Once graphs are drawn by hand on paper each group transfers their graph to a whiteboard. It doesn’t need to be a perfect graph, but something that shows approximate locations of data points, and most importantly the Linear Fit line and the EOL.

The final piece to the puzzle is the whiteboard discussion. We take our time presenting and discussing things such as methods of measurement, variety of sizes measured, why they decided to put C and D on the axis they did, how they calculated slope, etc. We then compared all groups graphs to each other.

The first thing that was noticed by the students was that graphs that were C vs. D were different than D vs. C. GOOD! Then they realized that the graphs that were done the same all had slopes that were very close to each other.

Me: INTERESTING, why would that be?

Students: Because we all measured circles.

M: Oh, ok, so what does this slope mean then (looking at the C vs. D graph)?

S: Well they are all around 3.

M: Exactly 3?

S: No, just a bit more.

M: Interesting

S: Pi

M: Who had pie? I like pie.

S: No the slope is pi.

M: Cool, what about this one? (D vs. C graph)

S: Inverse of pi

M: What does that mean?

S: 1 over pi

M: Why?

S: The variables are graphed on the opposite axes.

Ok, you get the idea, but more importantly SO DID MY STUDENTS!
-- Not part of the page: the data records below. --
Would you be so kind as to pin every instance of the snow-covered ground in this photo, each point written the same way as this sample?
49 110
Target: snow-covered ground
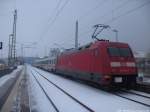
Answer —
98 100
6 77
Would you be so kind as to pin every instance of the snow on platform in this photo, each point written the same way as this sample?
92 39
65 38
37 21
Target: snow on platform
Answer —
98 100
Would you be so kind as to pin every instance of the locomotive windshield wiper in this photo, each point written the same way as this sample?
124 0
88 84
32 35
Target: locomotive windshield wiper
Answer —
96 32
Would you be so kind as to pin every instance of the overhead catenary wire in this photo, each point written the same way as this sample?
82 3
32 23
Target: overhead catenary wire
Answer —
54 19
121 15
113 10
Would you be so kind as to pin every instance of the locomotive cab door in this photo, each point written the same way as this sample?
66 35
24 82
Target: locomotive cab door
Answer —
95 58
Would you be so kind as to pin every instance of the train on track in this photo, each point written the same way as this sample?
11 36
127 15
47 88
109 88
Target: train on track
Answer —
102 62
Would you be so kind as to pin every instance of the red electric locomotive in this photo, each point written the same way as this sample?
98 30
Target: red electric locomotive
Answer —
103 62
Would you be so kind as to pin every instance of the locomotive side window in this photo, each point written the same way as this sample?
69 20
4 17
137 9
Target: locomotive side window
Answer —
96 52
113 51
125 52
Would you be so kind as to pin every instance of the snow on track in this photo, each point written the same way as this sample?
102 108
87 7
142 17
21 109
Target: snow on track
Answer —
38 100
97 99
56 95
6 77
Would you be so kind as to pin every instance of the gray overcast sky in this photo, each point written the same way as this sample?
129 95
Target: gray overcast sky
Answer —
46 22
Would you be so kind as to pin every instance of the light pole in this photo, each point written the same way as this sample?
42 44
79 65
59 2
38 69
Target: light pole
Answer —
116 34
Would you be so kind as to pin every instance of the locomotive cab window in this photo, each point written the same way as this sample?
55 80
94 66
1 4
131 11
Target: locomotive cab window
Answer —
123 52
113 51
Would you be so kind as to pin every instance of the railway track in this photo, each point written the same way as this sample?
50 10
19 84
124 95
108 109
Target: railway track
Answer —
62 90
133 96
124 94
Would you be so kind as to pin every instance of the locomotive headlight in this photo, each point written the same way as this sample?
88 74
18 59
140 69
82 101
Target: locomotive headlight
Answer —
115 64
130 64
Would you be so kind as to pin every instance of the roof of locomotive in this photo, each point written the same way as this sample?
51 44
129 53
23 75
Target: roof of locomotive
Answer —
93 45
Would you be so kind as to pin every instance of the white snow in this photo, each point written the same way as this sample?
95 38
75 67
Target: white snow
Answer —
6 77
98 100
38 100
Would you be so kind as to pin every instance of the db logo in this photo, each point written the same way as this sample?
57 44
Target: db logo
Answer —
123 64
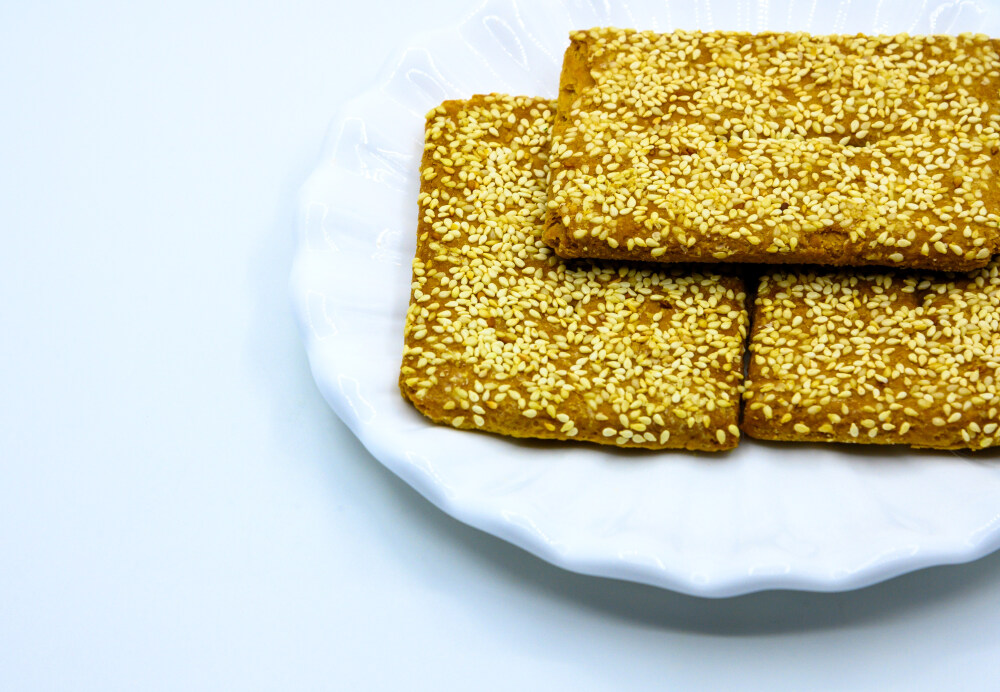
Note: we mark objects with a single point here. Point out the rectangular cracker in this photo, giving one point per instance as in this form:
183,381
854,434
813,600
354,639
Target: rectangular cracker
501,335
777,148
876,358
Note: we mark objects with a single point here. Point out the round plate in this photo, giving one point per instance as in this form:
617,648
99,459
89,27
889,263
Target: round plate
766,516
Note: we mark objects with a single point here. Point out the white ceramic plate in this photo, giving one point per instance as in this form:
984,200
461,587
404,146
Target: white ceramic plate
763,517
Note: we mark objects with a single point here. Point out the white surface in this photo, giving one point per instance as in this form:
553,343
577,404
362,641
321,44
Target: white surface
761,517
178,507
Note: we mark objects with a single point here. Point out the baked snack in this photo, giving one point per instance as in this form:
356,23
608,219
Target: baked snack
777,148
886,358
501,335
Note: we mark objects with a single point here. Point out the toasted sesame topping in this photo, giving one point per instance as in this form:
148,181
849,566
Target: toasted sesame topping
882,357
782,147
512,339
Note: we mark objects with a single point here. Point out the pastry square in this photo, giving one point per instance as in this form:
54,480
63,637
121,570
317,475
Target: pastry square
502,335
777,148
886,358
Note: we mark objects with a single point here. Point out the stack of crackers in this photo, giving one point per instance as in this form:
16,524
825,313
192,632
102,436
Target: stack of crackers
603,267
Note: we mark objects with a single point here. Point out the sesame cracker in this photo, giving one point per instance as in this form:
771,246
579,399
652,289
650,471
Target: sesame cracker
502,335
777,148
875,358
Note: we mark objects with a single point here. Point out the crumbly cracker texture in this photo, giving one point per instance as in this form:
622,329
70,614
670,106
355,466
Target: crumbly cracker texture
777,148
876,358
504,336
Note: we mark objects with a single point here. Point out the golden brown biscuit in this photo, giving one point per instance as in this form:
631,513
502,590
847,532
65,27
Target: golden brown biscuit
777,148
502,335
876,358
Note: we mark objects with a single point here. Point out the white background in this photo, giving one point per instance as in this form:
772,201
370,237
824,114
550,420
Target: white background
178,507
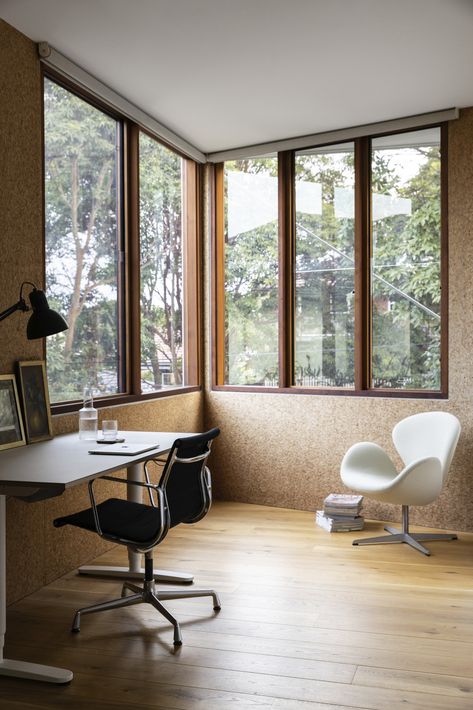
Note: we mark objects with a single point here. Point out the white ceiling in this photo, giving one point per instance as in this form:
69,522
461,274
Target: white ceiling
230,73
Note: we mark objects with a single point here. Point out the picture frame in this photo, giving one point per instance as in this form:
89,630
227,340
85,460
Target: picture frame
12,432
34,395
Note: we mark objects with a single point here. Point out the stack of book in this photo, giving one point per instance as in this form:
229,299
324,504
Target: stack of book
341,513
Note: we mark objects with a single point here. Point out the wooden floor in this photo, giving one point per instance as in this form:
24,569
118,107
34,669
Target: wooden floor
308,622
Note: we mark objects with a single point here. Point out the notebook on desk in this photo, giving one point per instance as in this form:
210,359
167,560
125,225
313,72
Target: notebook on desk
124,449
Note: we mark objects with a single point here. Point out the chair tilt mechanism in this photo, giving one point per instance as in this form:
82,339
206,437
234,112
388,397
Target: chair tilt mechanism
183,495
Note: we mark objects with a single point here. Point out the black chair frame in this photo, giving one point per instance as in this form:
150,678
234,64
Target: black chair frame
90,519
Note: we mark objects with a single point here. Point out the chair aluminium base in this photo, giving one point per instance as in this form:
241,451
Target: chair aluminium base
148,595
412,539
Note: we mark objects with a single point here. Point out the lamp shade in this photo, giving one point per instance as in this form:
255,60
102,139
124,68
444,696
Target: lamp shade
43,321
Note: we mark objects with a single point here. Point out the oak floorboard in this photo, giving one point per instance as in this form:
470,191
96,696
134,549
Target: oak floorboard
308,622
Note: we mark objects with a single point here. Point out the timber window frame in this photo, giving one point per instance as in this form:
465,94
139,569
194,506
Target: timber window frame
363,254
128,210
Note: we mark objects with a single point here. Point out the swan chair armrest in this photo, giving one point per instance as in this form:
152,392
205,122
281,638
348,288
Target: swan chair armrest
368,469
420,483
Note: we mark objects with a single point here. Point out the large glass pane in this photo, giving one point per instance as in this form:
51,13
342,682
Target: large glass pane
406,260
324,267
81,176
161,291
251,272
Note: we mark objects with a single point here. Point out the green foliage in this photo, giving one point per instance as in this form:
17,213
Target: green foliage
81,243
161,263
405,278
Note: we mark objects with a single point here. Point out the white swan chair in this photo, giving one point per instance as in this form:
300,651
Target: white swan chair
426,443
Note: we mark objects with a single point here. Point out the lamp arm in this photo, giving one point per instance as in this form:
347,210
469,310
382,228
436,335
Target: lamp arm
19,306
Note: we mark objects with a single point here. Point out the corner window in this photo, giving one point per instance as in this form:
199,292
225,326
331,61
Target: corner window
122,254
360,303
82,151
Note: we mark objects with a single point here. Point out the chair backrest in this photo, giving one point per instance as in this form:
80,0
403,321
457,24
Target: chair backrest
186,480
427,434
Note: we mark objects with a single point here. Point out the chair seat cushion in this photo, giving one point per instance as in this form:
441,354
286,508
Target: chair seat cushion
119,519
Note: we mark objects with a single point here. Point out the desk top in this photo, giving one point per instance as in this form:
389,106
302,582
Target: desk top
64,461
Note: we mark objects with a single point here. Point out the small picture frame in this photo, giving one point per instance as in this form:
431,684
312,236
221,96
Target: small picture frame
35,400
11,424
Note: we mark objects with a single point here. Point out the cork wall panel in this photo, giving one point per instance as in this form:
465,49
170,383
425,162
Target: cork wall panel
286,450
21,250
21,187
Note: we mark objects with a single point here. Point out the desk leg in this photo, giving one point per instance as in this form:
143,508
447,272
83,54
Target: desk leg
20,669
134,569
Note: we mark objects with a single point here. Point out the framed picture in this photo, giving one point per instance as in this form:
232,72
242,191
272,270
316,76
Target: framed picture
11,424
35,400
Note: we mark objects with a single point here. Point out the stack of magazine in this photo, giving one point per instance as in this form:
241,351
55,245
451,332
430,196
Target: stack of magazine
341,513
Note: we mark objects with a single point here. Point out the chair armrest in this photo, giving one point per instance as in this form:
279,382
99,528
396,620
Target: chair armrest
160,504
420,483
365,466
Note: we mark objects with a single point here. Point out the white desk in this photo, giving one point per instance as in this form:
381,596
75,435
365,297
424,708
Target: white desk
45,470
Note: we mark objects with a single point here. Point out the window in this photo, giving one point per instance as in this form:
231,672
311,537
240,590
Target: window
324,269
83,242
360,303
251,272
122,256
406,249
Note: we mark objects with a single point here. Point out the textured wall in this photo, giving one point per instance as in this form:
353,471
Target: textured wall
36,552
285,450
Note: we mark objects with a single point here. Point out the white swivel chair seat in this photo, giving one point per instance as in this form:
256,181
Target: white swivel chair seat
426,443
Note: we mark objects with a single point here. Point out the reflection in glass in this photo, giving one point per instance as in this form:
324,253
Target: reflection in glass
81,166
324,267
405,277
251,272
161,292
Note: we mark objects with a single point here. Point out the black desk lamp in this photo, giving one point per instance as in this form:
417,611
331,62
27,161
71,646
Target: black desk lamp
43,321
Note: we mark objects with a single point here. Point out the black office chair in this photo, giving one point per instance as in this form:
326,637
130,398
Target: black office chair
184,495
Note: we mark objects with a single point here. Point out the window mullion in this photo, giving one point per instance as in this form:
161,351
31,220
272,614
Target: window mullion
286,268
133,243
362,265
219,279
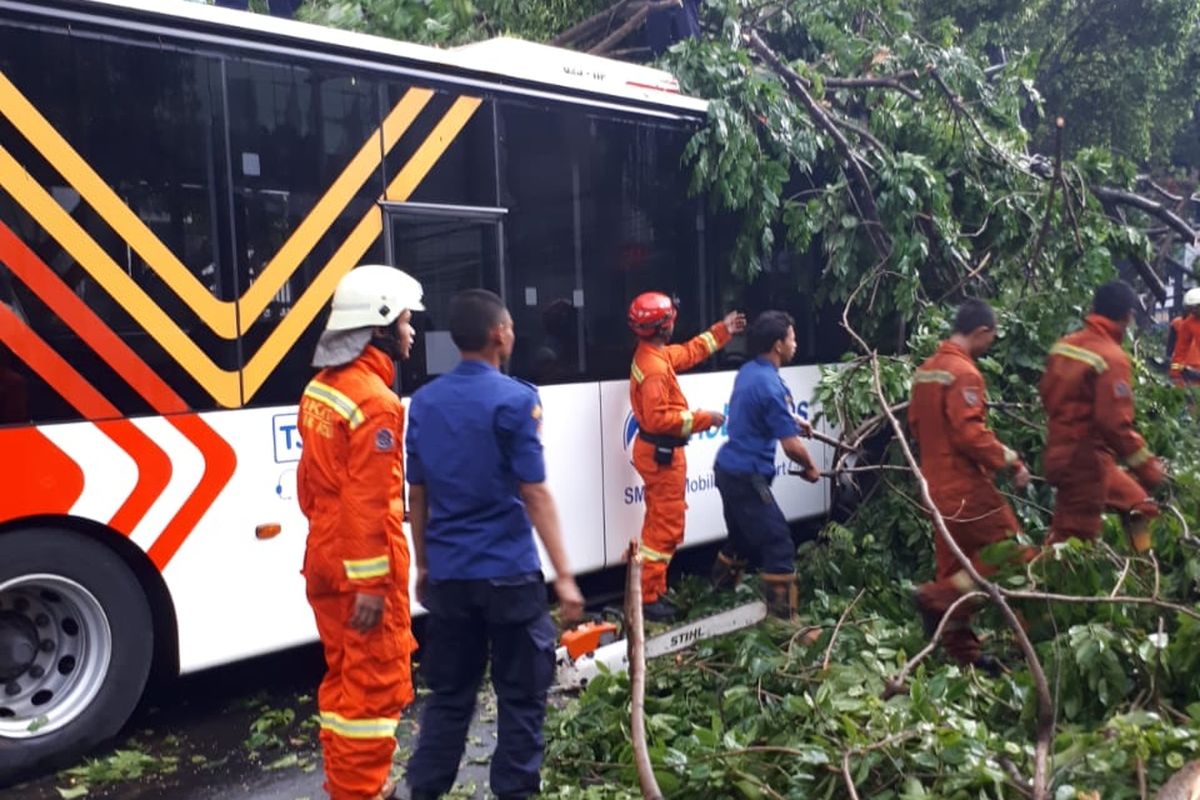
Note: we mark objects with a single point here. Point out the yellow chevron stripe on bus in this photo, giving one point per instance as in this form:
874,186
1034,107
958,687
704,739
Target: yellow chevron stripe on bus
223,384
219,314
347,257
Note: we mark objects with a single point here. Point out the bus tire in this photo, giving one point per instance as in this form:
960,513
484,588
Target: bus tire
76,648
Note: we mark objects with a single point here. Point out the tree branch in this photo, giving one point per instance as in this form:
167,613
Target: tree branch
897,685
851,161
877,82
637,675
599,20
1030,269
1120,197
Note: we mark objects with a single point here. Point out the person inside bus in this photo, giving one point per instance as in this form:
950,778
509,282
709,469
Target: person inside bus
665,423
761,414
351,486
477,491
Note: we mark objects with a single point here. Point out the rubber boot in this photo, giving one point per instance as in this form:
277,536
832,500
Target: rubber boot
781,595
727,572
1137,527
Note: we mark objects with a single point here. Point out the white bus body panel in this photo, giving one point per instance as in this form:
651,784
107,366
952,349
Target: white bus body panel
237,596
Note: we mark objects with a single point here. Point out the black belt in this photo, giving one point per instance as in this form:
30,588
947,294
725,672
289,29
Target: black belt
661,440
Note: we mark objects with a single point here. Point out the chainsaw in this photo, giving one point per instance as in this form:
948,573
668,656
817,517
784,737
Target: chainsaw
593,647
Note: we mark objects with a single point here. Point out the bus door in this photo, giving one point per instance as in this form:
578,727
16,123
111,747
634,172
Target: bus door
448,248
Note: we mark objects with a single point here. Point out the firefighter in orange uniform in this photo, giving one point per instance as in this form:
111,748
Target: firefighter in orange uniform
1185,341
665,423
959,458
1089,401
351,487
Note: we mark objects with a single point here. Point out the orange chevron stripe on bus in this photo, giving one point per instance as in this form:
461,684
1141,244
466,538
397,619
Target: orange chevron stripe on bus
181,187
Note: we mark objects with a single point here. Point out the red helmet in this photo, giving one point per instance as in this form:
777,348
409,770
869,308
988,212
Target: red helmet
649,313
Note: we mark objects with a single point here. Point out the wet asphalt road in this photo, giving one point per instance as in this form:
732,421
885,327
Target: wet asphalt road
246,731
238,733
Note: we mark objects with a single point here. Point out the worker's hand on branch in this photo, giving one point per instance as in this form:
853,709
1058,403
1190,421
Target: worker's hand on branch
804,426
570,599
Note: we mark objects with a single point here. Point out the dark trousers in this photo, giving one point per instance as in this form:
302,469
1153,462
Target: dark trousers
759,531
468,620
Based on all of this discussion we are now able to write and mathematical model for circles. From the C vs. D graph we get **C = πD**. From the D vs. C graph we obtain **D = (1/π)C.** Someone usually notices that these models are one in the same. This is awesome, because most students realize they have seen these equations before in some form or another, but never had the experience of knowing where they come from. Thus I give them one of my favorite sayings: **“Equations come from experiments NOT textbooks!”**

The very last thing I added this year was a quality addition. I took time the next day to do a summary of how models were used in this lab. On the whiteboard I created a summary that looks like this:

The final thing I wanted to do was come up with a definition for the term Model. With a little guidance both of my classes agreed on the fact that a **MODEL IS A REPRESENTATION**. I can now refer to this simple definition anytime students wonder what the heck I’m talking about when I call and equation a model. It simply represents the situation in a mathematical form.

I absolutely love the way this lab introduces my students to just about everything we are going to do in physics this year. Defiantly worth the 3+ days to complete.

WOW! How can something as simple as measuring circles turn into this ridiculously long post?